Unless you’ve been covering your ears and screaming every time a piece of economic news crossed your path, you’ve heard about Greece’s bloated bureaucracy and how it’s been crippling the country’s economy for decades. You might also know that the bureaucracy is the hose through which Greece’s political class disseminates favours and cultivates political loyalty, which is why trimming it is such an uphill battle for the wimpy technocratic government of Lucas Papademos.
Finally, if you happen to follow the work of economist Megan Greene, you are also aware that the mountains of paperwork Greek citizens have to wade through for even the most mundane necessities ensure a steady income for notaries, lawyers, tax men, architects and inspectors. And yet, even if you already know all of this, the anecdotal evidence of a country being suffocated by dumb rules remains astounding. Here’s a small sample:
Pilots must be Greek… actually, never mind.

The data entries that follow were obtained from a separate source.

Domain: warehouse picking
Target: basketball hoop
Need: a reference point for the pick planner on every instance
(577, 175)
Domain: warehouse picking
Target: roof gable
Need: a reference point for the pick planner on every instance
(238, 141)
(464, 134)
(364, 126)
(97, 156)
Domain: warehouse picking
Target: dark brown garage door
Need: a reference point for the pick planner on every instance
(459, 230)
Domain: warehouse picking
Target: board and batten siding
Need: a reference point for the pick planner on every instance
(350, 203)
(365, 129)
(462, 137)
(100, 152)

When Canadian entrepreneur Steve Earle set up a seaplane airline to transport rich tourists to Greece’s many gorgeous and poorly connected islands, he was told by a civil servant that all his pilots had to be Greek. But six months after his company had started training what Earle says were the country’s first seaplane pilots, news came that it was actually perfectly acceptable to fill the vacancies with non-European recruits. Among other things that reportedly helped sink Earle’s business were the more than 300 trips his managing director had to make to police stations to “get official affirmations of his signature,” and having to provide engineering specifications for every cleat the company used at its embarkment floats.

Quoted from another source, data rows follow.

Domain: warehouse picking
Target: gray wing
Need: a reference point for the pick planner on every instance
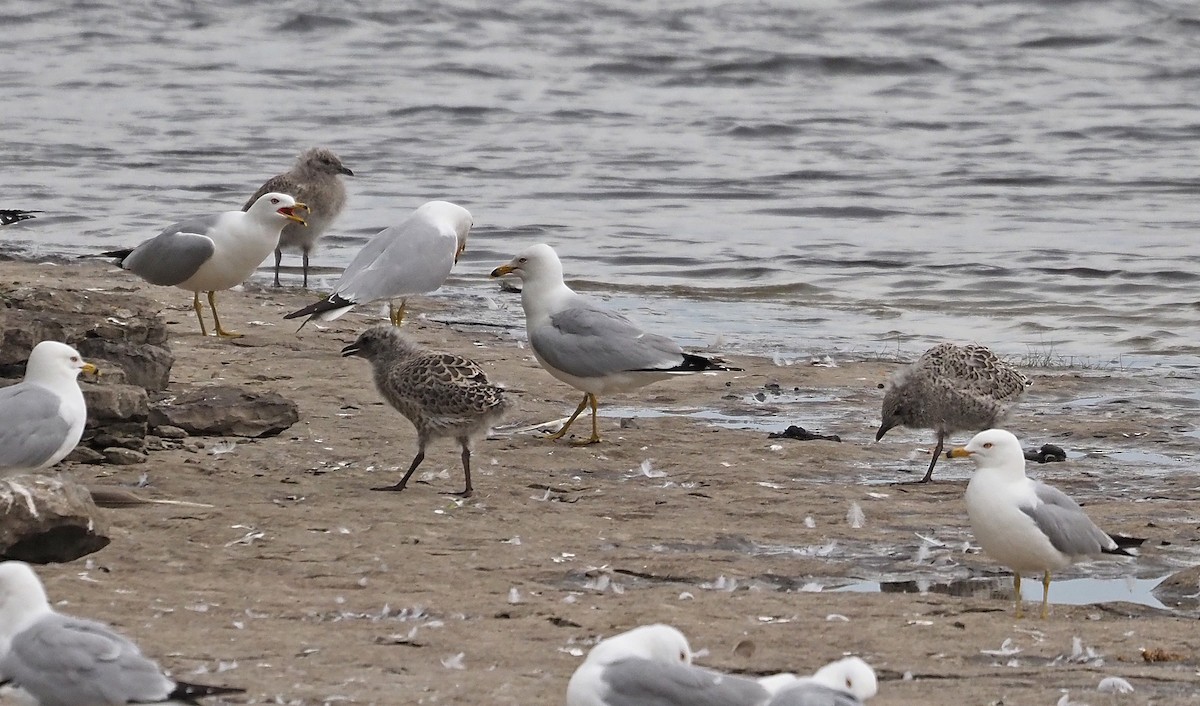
(174, 255)
(1069, 530)
(280, 183)
(65, 660)
(30, 426)
(643, 682)
(411, 258)
(809, 694)
(589, 341)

Shareholders must provide stool samples.
The most incredible anecdote making the rounds right now is the tragicomic tale of Oliveshop.com, an online business that sells Greek olive oil and related products, mostly to foreign buyers. According to Ekathimerini, the co-founders’ quest to complete all the paperwork for the nascent business included a straight-faced request by the health ministry that each company shareholder provide chest X-rays and a stool sample. A local bank also asked the young entrepreneurs for the entire site be written exclusively in Greek—even though it was mostly aimed at foreign buyers—so that the financial institution could easily confirm the credit card details of customers. (The eventually opted to use PayPal instead.)

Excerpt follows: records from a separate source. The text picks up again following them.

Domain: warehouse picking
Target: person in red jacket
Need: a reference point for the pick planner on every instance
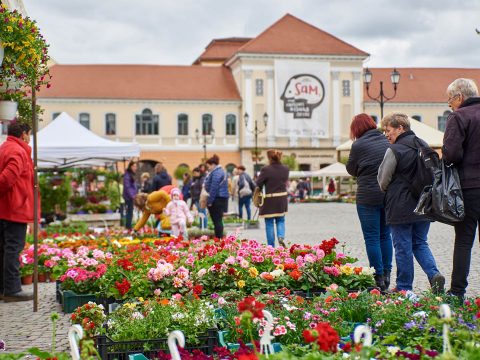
(16, 208)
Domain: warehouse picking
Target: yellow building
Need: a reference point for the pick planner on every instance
(299, 85)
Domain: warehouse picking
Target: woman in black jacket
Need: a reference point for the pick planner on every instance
(366, 155)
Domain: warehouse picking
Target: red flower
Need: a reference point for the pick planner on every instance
(122, 286)
(324, 335)
(251, 305)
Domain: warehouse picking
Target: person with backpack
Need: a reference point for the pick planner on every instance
(245, 188)
(397, 176)
(461, 147)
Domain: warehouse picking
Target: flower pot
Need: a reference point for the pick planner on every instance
(8, 110)
(27, 279)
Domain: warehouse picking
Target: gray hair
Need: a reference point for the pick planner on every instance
(465, 87)
(396, 120)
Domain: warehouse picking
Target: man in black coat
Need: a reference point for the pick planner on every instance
(161, 177)
(409, 231)
(461, 147)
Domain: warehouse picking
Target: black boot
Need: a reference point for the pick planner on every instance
(386, 279)
(379, 280)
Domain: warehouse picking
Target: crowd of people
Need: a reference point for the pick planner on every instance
(385, 167)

Balance sheets must subsidize newspapers.
“Sometimes you feel stupid doing business here,” Stefanos Panteliadis, the chief executive of feta cheese maker Epirus, once told the Economist. Among his many peeves is that, every year, companies must publish their balance sheets in two national newspapers and one regional paper—regardless of whether they already make their financial numbers available on the Internet. Needless to say, cash-strapped publishers welcome the opportunity to charge a hefty fee.
Beer and pop don’t mix.
The New York Times tells the story of another businessman—a beer-maker—who decided he also wanted to produce and sell bottled herbal tea. A little-known piece of legislation, however, forbids brewers from producing anything other than beer:
“It’s probably a law that goes back to King Otto,” said Mr. Politopoulos with a grim chuckle, referring to the Bavarian-born king of Greece who introduced beer to the country around 1850.
No free coffee. Also, no books after six p.m.
And then there’s Greene’s tale of an Athens bookstore and café that could “neither sell books nor make coffee.” The newly opened store was meant to provide a quiet, alcohol-free alternative to patrons of a downtown neighbourhood filled with noisy bars. The owner, however, was unable to get a license to serve coffee. When she bought a coffee maker and started giving the caffeinated brew away, she was told that was illegal. Being a resourceful woman, she struck a deal with a bar across the street to fetch coffee from them. Her customers can now get a caffeine fix at the store, but they may not be able to buy a book at the same time if it’s past 6 p.m., when Greece imposes—no joke—an official curfew on book selling.